Physiology Objectives 44

Physiology Objectives 44

1. Central organization of respiratory control: feedback from chemoreceptors, mechanoreceptors, and cortex to brainstem control. Brainstem then controls the ventilatory pump. This is done through three major brainstem centers and spinal integration:

a.  Medullary respiratory center: dorsal respiratory group is important in mediating inspiration (receives input from CNIX and CNX and outputs through the phrenic nerve to the diaphragm). Ventral respiratory group is important in mediating active expiration and is normally not functioning (passive respiration requires no brainstem input)

b.  Apneustic center (lower pons): sends signals to the dorsal respiratory group to increase inspiration length

c.  Pneumotaxic center (upper pons): sends signals to end inspiration

d.  Spinal integration: control in the rostral (T1-T8) region inhibits respiratory activity while the caudal (T9-T12) region stimulates respiratory activity

Differences between respiratory and cardiac rhythm generation: since the respiratory system maintains homeostasis of many compounds as well as voluntary input, reliance on a single rhythm is insufficient (there are many inputs because ventilation is important in many different pathways)
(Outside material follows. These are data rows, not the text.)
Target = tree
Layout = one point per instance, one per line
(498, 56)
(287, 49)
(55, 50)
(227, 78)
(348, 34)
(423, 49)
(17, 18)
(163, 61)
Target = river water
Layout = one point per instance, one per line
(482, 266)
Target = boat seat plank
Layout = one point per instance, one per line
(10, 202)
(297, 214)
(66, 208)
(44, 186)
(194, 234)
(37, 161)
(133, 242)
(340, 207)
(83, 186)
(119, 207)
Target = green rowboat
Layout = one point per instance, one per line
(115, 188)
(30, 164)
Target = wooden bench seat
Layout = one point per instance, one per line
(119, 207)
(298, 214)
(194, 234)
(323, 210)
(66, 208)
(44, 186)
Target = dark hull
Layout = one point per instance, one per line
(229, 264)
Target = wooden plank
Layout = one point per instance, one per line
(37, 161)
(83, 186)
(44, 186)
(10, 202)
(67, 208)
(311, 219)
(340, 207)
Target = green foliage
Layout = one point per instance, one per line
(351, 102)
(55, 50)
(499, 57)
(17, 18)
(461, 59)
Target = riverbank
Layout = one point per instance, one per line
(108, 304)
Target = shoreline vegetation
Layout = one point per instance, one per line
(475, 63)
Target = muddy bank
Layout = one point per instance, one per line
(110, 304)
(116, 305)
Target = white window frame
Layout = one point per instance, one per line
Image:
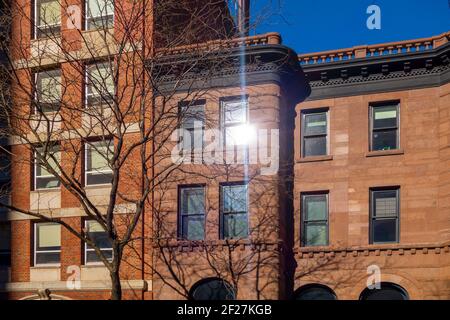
(87, 68)
(35, 165)
(87, 17)
(86, 172)
(87, 249)
(43, 251)
(36, 19)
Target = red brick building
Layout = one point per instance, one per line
(359, 193)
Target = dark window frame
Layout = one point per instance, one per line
(86, 144)
(87, 19)
(304, 221)
(56, 106)
(86, 247)
(222, 213)
(372, 216)
(34, 245)
(372, 107)
(181, 106)
(304, 114)
(181, 214)
(5, 254)
(37, 30)
(224, 126)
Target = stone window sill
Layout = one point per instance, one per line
(383, 153)
(315, 159)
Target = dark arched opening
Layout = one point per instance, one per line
(212, 289)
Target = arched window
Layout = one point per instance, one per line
(315, 292)
(212, 289)
(387, 291)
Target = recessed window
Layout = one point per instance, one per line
(234, 211)
(99, 84)
(98, 235)
(385, 119)
(314, 133)
(99, 155)
(47, 18)
(99, 14)
(46, 160)
(384, 214)
(315, 219)
(192, 213)
(47, 243)
(237, 130)
(5, 244)
(192, 125)
(48, 90)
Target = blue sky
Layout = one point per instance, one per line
(317, 25)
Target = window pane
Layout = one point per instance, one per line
(234, 198)
(316, 234)
(316, 207)
(5, 237)
(49, 86)
(385, 203)
(385, 140)
(98, 178)
(91, 256)
(99, 155)
(385, 230)
(47, 257)
(385, 117)
(100, 79)
(315, 124)
(235, 225)
(49, 13)
(47, 182)
(98, 8)
(235, 112)
(193, 200)
(98, 235)
(315, 146)
(193, 116)
(193, 227)
(48, 236)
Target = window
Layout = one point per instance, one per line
(98, 235)
(384, 214)
(314, 133)
(98, 157)
(47, 243)
(315, 219)
(99, 14)
(212, 289)
(234, 217)
(43, 178)
(387, 291)
(48, 90)
(47, 18)
(192, 213)
(5, 244)
(192, 124)
(235, 123)
(315, 292)
(384, 126)
(99, 84)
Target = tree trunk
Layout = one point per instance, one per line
(116, 289)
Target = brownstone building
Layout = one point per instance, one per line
(350, 185)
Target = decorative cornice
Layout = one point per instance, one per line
(373, 250)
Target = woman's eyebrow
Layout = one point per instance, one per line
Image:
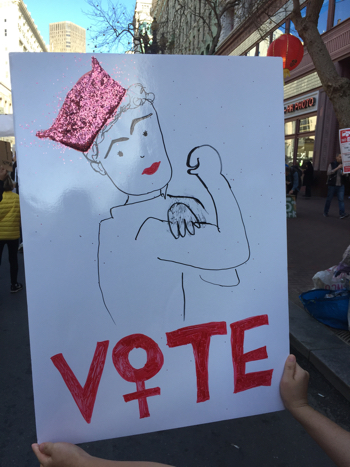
(118, 140)
(137, 120)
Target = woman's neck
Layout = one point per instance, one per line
(132, 199)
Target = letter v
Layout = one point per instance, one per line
(84, 396)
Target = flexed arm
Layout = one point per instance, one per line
(216, 243)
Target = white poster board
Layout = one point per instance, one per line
(344, 140)
(155, 262)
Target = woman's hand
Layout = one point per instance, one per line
(293, 386)
(60, 455)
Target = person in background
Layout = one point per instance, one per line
(308, 178)
(3, 175)
(293, 184)
(336, 186)
(10, 229)
(333, 439)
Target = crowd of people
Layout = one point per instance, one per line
(333, 439)
(10, 223)
(297, 177)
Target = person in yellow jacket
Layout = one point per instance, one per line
(10, 221)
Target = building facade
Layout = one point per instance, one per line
(67, 37)
(142, 21)
(189, 27)
(311, 128)
(18, 34)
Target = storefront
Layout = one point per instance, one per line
(311, 128)
(300, 117)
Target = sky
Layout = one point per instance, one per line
(53, 11)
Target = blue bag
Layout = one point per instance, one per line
(330, 311)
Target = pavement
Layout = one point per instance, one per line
(316, 243)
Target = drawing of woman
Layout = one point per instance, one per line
(154, 239)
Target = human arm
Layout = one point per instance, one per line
(69, 455)
(221, 241)
(333, 439)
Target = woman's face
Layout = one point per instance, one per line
(133, 154)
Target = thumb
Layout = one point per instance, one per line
(40, 454)
(46, 448)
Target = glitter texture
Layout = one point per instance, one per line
(89, 105)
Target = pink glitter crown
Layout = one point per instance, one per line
(88, 106)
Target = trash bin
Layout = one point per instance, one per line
(330, 311)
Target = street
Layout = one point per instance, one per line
(274, 439)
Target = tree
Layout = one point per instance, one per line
(114, 28)
(182, 20)
(336, 87)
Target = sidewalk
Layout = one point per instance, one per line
(316, 243)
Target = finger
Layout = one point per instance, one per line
(182, 227)
(174, 229)
(289, 367)
(300, 373)
(46, 448)
(42, 458)
(190, 228)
Multiple input requirement for respiratory control: the respiratory system responds to chemoreceptor, mechanoreceptor, baroreceptor, temperature receptors, cortical input, and brainstem input

2. Input difference between chemical homeostasis and mechanical function: chemical homeostasis is controlled by chemoreceptors while mechanical function is controlled by mechanoreceptors

3. Chemical control of ventilation:

a.  Central chemoresceptors (70-80% of PCO2 response): responds to increased H+ in CSF. Increased H+ in CSF is made solely by circulatory CO2 crossing the blood-brain barrier, making H2CO3, and dissociation into H+ and HCO3-. Thus, it does not respond to low PO2 or plasma pH changes.

b.  Peripheral chemoreceptors (10-20% of PCO2 response): located in the carotid bodies and aortic arch; respond to changes in PCO2, pH,and PO2 because of direct interaction with bloodstream. The carotid body receptors are more sensitive to chemical homeostasis while the aortic arch receptors are receptive to blood flow.
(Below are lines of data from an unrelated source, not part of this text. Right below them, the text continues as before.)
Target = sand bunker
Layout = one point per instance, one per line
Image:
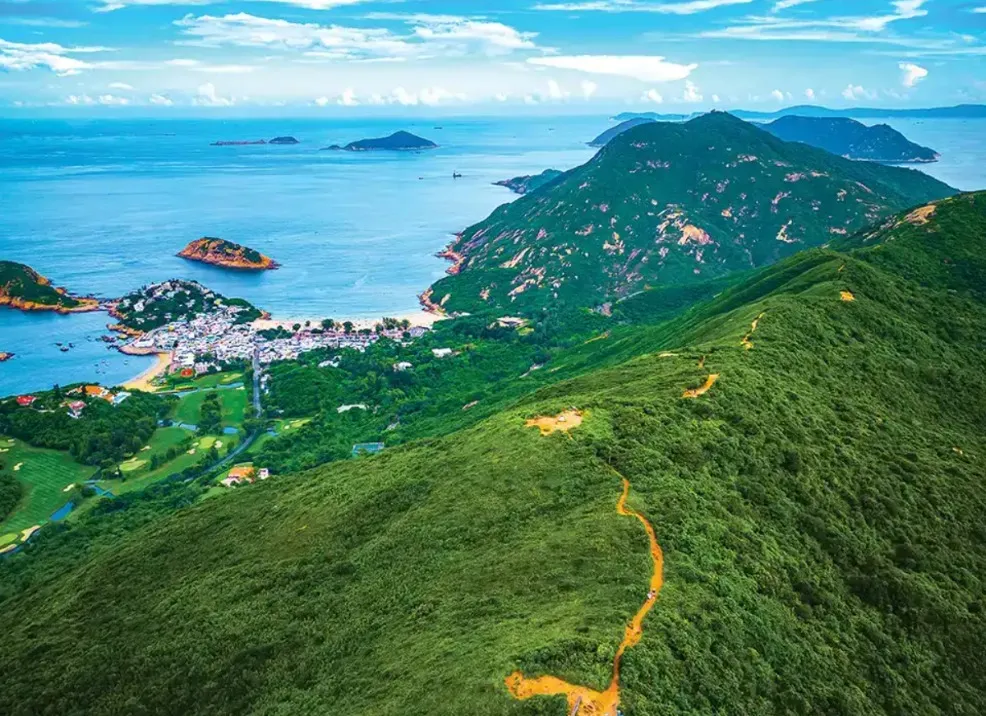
(581, 699)
(564, 422)
(702, 389)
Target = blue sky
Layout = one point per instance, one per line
(364, 56)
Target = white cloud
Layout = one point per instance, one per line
(348, 98)
(110, 5)
(207, 97)
(113, 100)
(667, 8)
(853, 92)
(911, 74)
(647, 68)
(50, 55)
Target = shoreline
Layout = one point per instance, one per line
(142, 381)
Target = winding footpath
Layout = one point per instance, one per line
(581, 699)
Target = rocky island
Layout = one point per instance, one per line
(529, 182)
(176, 300)
(603, 139)
(397, 142)
(851, 139)
(227, 254)
(24, 288)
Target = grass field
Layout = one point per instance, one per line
(45, 474)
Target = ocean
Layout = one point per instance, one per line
(102, 207)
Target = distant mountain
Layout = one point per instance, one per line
(962, 111)
(851, 139)
(669, 203)
(398, 141)
(529, 182)
(603, 139)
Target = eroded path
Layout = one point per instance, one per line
(581, 699)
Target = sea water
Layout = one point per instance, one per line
(102, 207)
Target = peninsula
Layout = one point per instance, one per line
(24, 288)
(227, 254)
(397, 142)
(529, 182)
(851, 139)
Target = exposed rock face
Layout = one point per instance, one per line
(227, 254)
(398, 141)
(851, 139)
(23, 288)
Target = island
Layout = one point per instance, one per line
(851, 139)
(150, 307)
(227, 254)
(529, 182)
(237, 142)
(397, 142)
(24, 288)
(603, 139)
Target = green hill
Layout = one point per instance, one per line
(820, 510)
(669, 204)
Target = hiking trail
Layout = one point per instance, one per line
(581, 699)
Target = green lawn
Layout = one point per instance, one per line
(45, 474)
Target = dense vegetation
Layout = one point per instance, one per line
(158, 304)
(820, 511)
(851, 139)
(103, 435)
(20, 284)
(11, 492)
(529, 182)
(669, 204)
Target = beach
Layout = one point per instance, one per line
(143, 381)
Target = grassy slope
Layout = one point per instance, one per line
(820, 512)
(670, 204)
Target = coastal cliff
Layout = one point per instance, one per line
(227, 254)
(23, 288)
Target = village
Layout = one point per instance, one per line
(217, 338)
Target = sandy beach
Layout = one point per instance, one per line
(143, 381)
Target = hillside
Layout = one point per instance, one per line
(227, 254)
(819, 509)
(24, 288)
(668, 204)
(851, 139)
(604, 138)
·  Note: carotid body receptors are sensitive to hypoxia, but do not increase their signal sigmoidally in concert with hemoglobin dissociation. Thus, until PO2 reaches below 100 mmHg, carotid sinus input is minimal. Between 100 mmHg and 60 mmHg there is a mild increase, and below 60 mmHg there is a drastic increase.

Anatomic difference between oxygen and carbon dioxide controllers: carbon dioxide controllers are located both peripherally and centrally, whereas oxygen controllers are located peripherally; also, signals from carbon dioxide controllers react linearly while oxygen controllers react sigmoidally.

4. Chemical control response to:

a.  Blood pH: at acidotic levels, ventilation increases at low PaCO2, and to minute increases in PaCO2. Conversely, at alkalotic levels, ventilation increases at high PaCO2, and to large increases in PaCO2. This is due to the need for oxygen delivery (associate low pH with high blood [CO2] and low blood [O2]. Ventilation in this case needs to increase to restore homeostasis.)

b.  Oxygen: low PaO2 increases the need for oxygen in the tissues. Thus, at low PaO2, there is increased ventilation at low PaCO2 and increased ventilation in response to minute changes in PaCO2.

c.  Carbon dioxide: high PaCO2 increases the need for oxygen delivery to tissues, and therefore, ventilation increases sharply in response to low PaO2.